Atapi Sampejano Satima

which means, that a diligent student will every moment be aware of the process of ariving and passing away. That sums it all. Also, I am strongly beginning to feel that meditation is not an act, but a quality. Right now, we meditate for a few hours and do it like an act. But if it remains an act then we will need to be performing this act every moment and hence wont be able to do anything else. But when it becomes a quality, one becomes meditative and does not need to do meditation. Only when we build this as a quality, we will be able to remain aware every moment and keep doing other thingys.

I met a lot of interesting people whom luckily I have been able to keep in touch with. Kenny ( Ken Walpole ), Bunty ( Surendar Singh ), Sunil, Simon are some of the people I interacted with.

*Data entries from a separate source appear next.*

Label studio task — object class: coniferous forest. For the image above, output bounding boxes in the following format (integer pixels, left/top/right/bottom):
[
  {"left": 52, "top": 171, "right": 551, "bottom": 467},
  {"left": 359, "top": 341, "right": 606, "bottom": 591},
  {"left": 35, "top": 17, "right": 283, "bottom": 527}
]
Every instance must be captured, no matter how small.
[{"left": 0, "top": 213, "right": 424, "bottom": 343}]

  • Kenny - Works for NGO Rids-Nepal. Provides electricity to remote villages in Nepal using solar panels. An excellent writer/poet doing very inspiring work.
  • Bunty - Owns a production company and deals in ad films. I feel he has read every book on philosophy, spirituality and religion ( a lot other areas too!). He can go on talking for hours continuously and still keep you amused.
  • Sunil - A film director. Is currently directing a film called Waiting Room. Has made a documentary on the life of Buddha. Wow, at least i know someone in the film industry.
  • Simon - Works on Intrusion Detection Systems. He is currently on a dream trip going from Igatpuri to Dharamsala to Bodhgaya and of course attending Vipassana courses as well.

Kenny, Bunty, Sunil and me met up at Bunty's office, watched the movie Johnny Gaddar ( as Kenny wanted to watch a Indian movie ), ate some tasty spicy misal pav, lots of chai and had a wonderful group meditation. Nothing better than meeting up with fellow Vipassi's with whom you have done a course with.